In a bit of a blog cleanup, I discovered this post languishing unpublished. The event took place earlier this year but the videos of the presentations are still well worth watching. It was an excellent session with short but highly informative talks by some of the smartest people currently working in the semantic web arena. The Videos of the event are available on You Tube.

Historypin

Jon Voss of Historypin was a true “information altruist”, describing libraries as a “radical idea”. The concept that people should be able to get information for free at the point of access, paid for by general taxation, has huge political implications. (Many of our libraries were funded by Victorian philanthropists who realised that an educated workforce was a more productive workforce, something that appears to have been largely forgotten today.) Historypin is seeking to build a new library, based on personal collections of content and metadata – a “memory-sharing” project. Jon eloquently explained how the Semantic Web reflects the principles of the first librarians in that it seeks ways to encourage people to open up and share knowledge as widely as possible.

MIMAS

Adrian Stevenson of MIMAS described various projects including Archives Hub, an excellent project helping archives, and in particular small archives that don’t have much funding, to share content and catalogues.

rNews

Evan Sandhaus of the New York Times explained the IPTC’s rNews – a news markup standard that should help search engines and search analytics tools to index news content more effectively.

schema.org

Dan Brickley’s “compare and contrast” of Universal Decimal Classification with schema.org was wonderful and he reminded technologists that it very easy to forget that librarians and classification theorists were attempting to solve search problems far in advance of the invention of computers. He showed an example of “search log analysis” from 1912, queries sent to the Belgian international bibliographic service – an early “semantic question answering service”. The “search terms” were fascinating and not so very different to the sort of things you’d expect people to be asking today. He also gave an excellent overview of Lonclass the BBC Archive’s largest classification scheme, which is based on UDC.

BBC Olympics online

Silver Oliver described how BBC Future Media is pioneering semantic technologies and using the Olympic Games to showcase this work on a huge and fast-paced scale. By using semantic techniques, dynamic rich websites can be built and kept up to the minute, even once results start to pour in.

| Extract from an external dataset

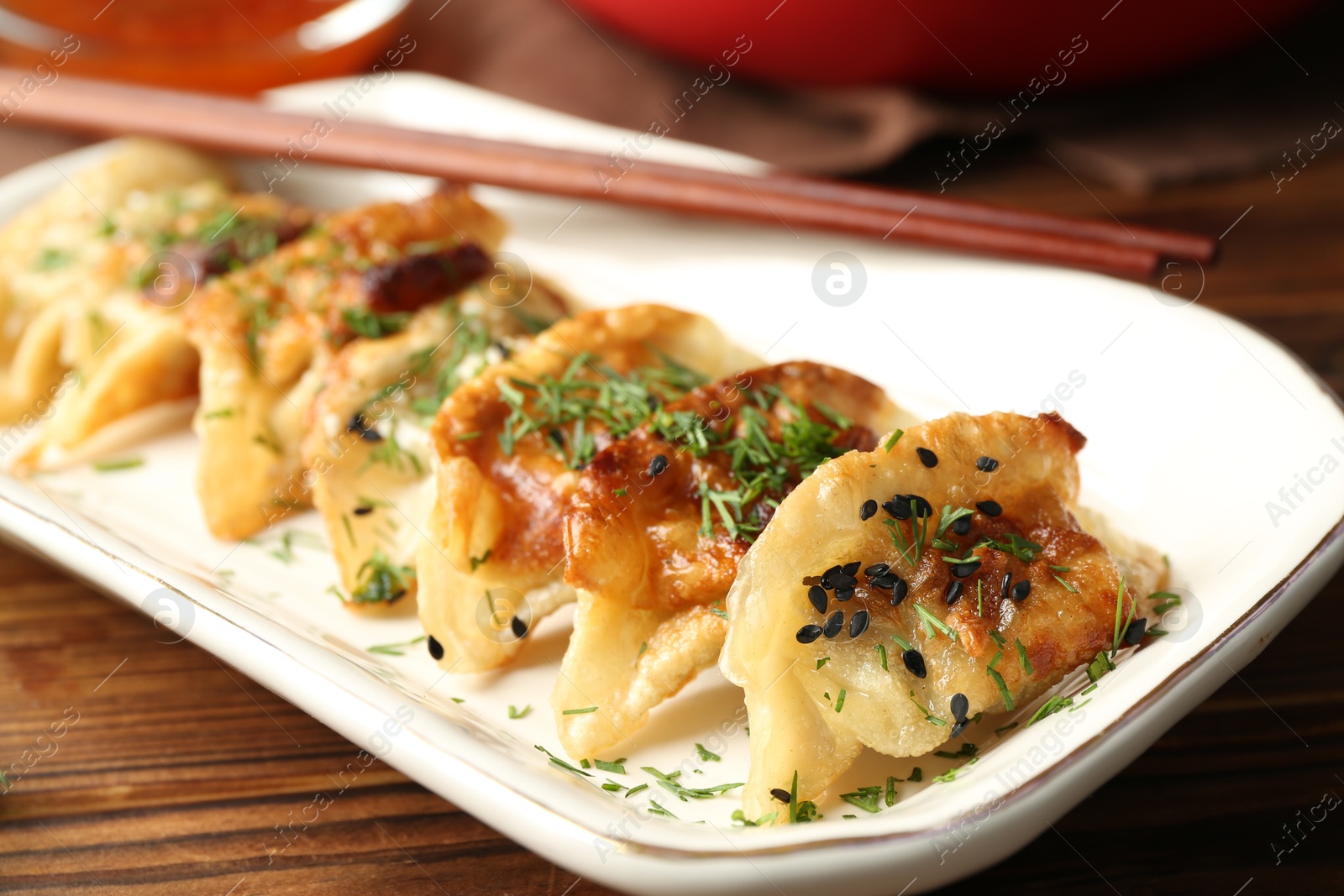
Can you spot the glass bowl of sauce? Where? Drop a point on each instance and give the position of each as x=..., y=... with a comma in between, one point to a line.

World Service audio archives

Yves Raimond talked about a BBC Research & Development project to automatically index World Service audio archives. The World Service, having been a separate organisation to the core BBC, has not traditionally been part of the main BBC Archive, and most of its content has little or no useful metadata. Nevertheless, the content itself is highly valuable, so anything that can be done to preserve it and make it accessible is a benefit. The audio files were processed through speech-to-text software, and then automated indexing applied to generate suggested tags. The accuracy rate is about 70% so human help is needed to sort out the good tags from the bad (and occasionally offensive!) tags, but thsi is still a lot easier than tagging everything from scratch.